A Ásia e os seus personagens

Ainda bem que hoje as pessoas têm um pouco mais a possibilidade e abertura para expressar opinião, sexo de preferência, maneira de se vestir, profissão, etc. Na fase em que vivi em Sydney, pude participar de uma cultura ainda mais madura em relação a estas coisas. Para começo de conversa, morei simplesmente no bairro mais gay da cidade, por tabela freqüentava a acadêmia mais gay, e costumava ir aos cafés de proprietários gays. A escolha do bairro foi pela conveniência da localização, perto dos meus trabalhos e escola, e por ser lindo, estilo meio europeu com brechós e lojas interessantes. Os benefícios eram muitos. Nunca treinei em uma acadêmia onde me senti-se mais a vontade, porque os rapazes olhavam para os rapazes, e as moças que gostavam de moças, geralmente iam com suas respectivas, ou senão mantinham-se respeitosas.

O VastoMundo é simpatizante dos gays, lésbicas, transformistas, artistas, enfim.

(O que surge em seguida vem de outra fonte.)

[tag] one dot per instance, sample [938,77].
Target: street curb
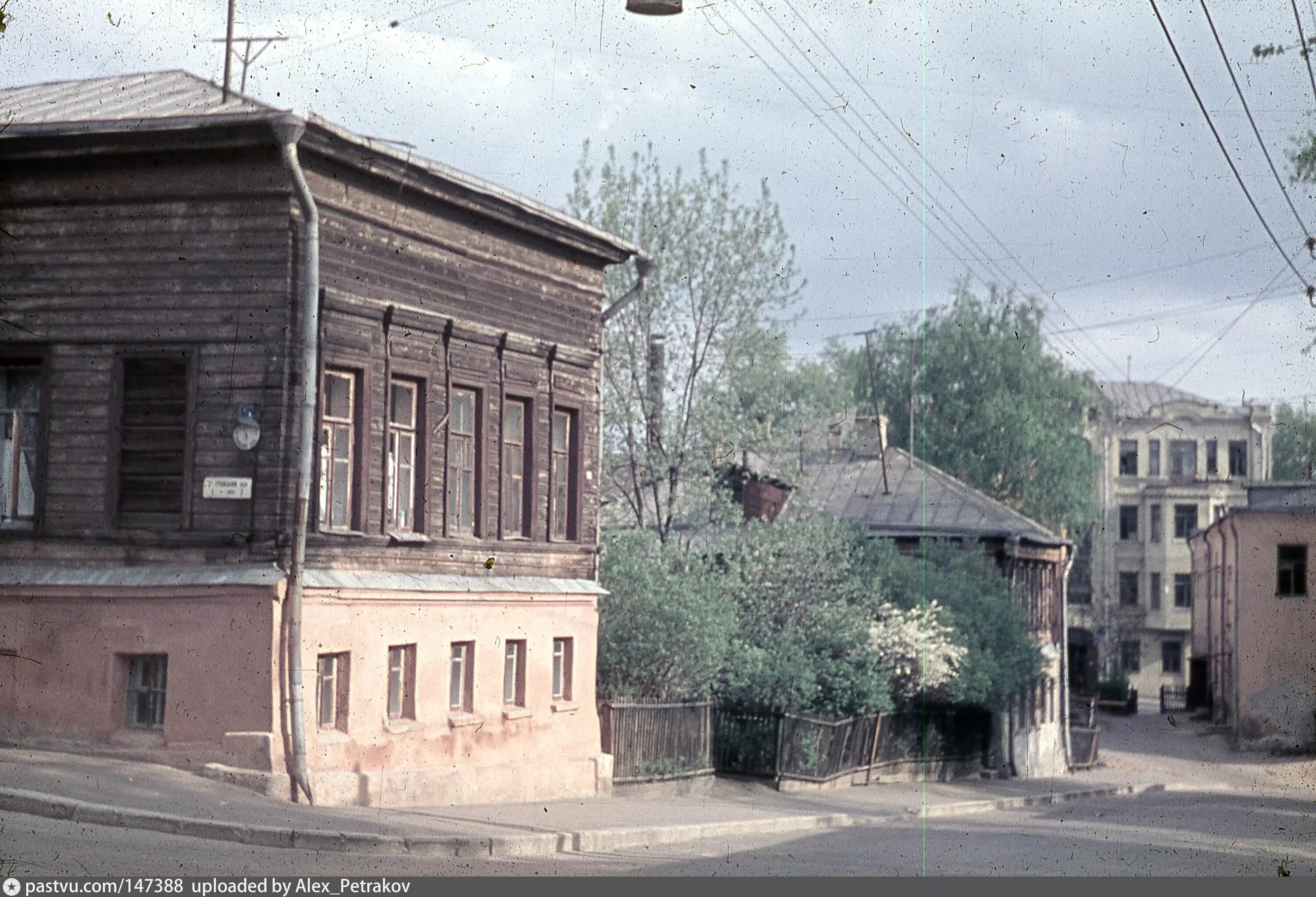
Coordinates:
[595,841]
[1033,800]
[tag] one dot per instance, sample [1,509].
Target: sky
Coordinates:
[1049,147]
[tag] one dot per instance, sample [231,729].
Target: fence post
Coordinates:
[873,751]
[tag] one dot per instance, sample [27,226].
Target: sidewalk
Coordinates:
[102,791]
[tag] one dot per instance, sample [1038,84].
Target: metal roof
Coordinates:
[179,100]
[147,576]
[923,500]
[122,98]
[1137,398]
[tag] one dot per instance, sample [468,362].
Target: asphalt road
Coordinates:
[1182,834]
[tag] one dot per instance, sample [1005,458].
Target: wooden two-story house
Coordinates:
[382,587]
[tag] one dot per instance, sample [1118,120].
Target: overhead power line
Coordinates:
[1220,143]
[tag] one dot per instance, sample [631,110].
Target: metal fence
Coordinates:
[654,742]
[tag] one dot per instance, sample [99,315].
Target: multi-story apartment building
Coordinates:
[1169,464]
[299,454]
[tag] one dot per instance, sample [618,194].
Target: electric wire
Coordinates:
[1220,143]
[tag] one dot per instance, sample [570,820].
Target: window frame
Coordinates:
[461,530]
[514,674]
[340,662]
[135,692]
[526,451]
[1297,587]
[18,359]
[401,697]
[1127,578]
[570,475]
[119,441]
[420,454]
[564,660]
[325,452]
[461,674]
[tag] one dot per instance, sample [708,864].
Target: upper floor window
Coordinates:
[403,447]
[564,475]
[1185,521]
[339,411]
[1128,458]
[20,403]
[153,432]
[1237,459]
[462,440]
[1184,459]
[1291,570]
[1128,524]
[516,493]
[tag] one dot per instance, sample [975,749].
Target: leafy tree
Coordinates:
[1294,444]
[724,269]
[665,625]
[991,406]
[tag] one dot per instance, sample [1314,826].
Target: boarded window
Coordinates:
[153,428]
[461,464]
[516,495]
[20,402]
[403,440]
[564,475]
[1291,571]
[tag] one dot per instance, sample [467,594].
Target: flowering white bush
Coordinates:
[918,647]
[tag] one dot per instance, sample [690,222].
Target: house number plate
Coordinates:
[227,488]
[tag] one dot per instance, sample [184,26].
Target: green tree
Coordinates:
[1294,444]
[665,626]
[724,270]
[991,406]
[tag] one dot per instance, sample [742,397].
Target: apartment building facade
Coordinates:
[279,395]
[1169,464]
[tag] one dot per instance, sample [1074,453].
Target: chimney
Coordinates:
[870,435]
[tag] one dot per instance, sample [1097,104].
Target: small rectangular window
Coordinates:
[1184,591]
[403,451]
[516,493]
[153,431]
[402,682]
[1128,458]
[462,454]
[1128,524]
[1237,459]
[1184,459]
[332,678]
[1291,568]
[1172,657]
[461,682]
[514,674]
[20,405]
[1128,589]
[337,450]
[147,683]
[1131,657]
[562,651]
[1185,521]
[564,475]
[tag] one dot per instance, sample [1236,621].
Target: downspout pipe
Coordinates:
[289,131]
[1064,696]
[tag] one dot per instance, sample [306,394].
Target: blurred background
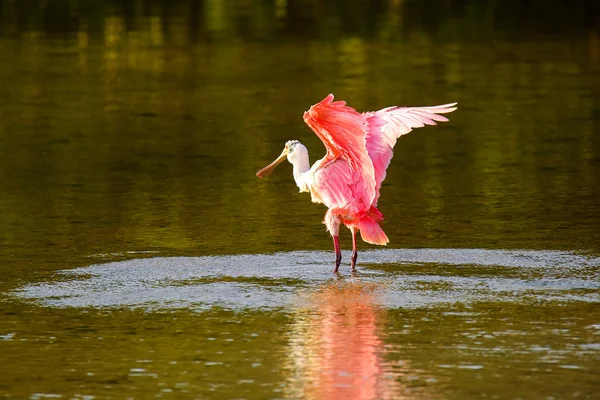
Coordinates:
[134,128]
[138,125]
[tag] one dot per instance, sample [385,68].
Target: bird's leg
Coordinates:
[338,253]
[354,251]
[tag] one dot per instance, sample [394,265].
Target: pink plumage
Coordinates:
[359,149]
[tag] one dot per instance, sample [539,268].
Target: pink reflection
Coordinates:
[336,349]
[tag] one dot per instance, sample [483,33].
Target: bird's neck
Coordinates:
[301,167]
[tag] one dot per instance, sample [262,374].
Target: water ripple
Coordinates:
[403,278]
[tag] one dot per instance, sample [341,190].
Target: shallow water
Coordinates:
[140,257]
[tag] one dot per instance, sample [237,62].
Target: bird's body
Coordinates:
[359,149]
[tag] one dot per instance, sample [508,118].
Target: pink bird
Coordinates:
[359,149]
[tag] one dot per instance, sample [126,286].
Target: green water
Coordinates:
[140,257]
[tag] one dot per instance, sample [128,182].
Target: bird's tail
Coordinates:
[370,231]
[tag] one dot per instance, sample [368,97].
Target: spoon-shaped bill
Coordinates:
[269,168]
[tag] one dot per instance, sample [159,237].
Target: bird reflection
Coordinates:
[336,351]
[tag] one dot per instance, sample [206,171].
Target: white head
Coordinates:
[294,151]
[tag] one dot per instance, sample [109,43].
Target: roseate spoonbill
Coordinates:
[359,149]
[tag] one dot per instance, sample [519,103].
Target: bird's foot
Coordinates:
[338,261]
[353,260]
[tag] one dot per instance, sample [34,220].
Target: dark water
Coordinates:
[140,257]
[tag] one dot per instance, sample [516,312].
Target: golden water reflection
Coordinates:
[337,349]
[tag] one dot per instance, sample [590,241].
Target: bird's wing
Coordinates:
[387,125]
[343,131]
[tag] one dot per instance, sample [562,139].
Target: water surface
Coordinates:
[140,256]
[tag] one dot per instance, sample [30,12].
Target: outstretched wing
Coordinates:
[387,125]
[343,131]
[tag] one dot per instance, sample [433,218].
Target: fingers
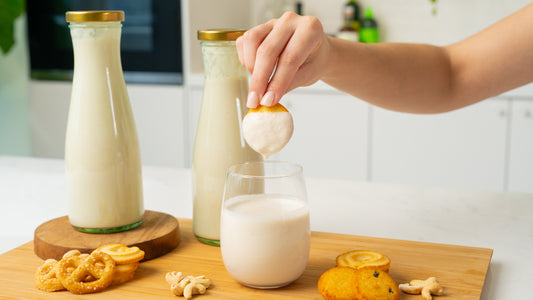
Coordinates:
[274,52]
[248,43]
[266,58]
[291,66]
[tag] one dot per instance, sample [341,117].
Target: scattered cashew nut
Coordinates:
[426,287]
[187,286]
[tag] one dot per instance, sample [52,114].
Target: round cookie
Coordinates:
[337,284]
[375,284]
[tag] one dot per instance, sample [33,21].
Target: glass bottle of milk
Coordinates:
[102,156]
[219,141]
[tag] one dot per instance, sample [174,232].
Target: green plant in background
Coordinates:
[10,10]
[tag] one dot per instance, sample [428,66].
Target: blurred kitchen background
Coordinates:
[486,146]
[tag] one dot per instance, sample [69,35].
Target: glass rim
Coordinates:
[297,169]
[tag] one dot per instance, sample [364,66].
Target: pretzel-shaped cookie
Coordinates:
[73,270]
[46,277]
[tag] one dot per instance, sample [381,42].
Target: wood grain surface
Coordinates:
[461,270]
[157,235]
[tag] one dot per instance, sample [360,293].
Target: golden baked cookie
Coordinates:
[359,259]
[375,284]
[338,284]
[122,254]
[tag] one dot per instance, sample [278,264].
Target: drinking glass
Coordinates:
[264,230]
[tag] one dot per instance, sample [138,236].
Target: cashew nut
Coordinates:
[187,286]
[426,287]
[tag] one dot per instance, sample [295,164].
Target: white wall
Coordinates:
[412,20]
[163,112]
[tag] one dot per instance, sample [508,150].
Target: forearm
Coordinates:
[403,77]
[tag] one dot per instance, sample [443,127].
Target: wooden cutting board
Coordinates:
[461,270]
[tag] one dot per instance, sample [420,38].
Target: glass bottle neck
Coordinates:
[221,60]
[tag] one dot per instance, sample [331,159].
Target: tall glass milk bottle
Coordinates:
[219,141]
[102,156]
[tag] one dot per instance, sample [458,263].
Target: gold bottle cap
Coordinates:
[95,16]
[220,34]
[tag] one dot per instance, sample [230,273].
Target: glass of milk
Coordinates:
[264,229]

Caso contrário não poderíamos usar este nome, pois não isto não seria nem Vasto e nem Mundo.

Inicio este post com estas divagações para apresentar uma figura mais do que inusitada que tivemos a oportunidade de conhecer na Indonésia, especificamente Gili Trawangan, em Gili islands.  Por indicação de um amigo, conhecedor da Indonésia, chegamos nesta ilha com acomodação certa, arrumada por um Balinês chamado Rony.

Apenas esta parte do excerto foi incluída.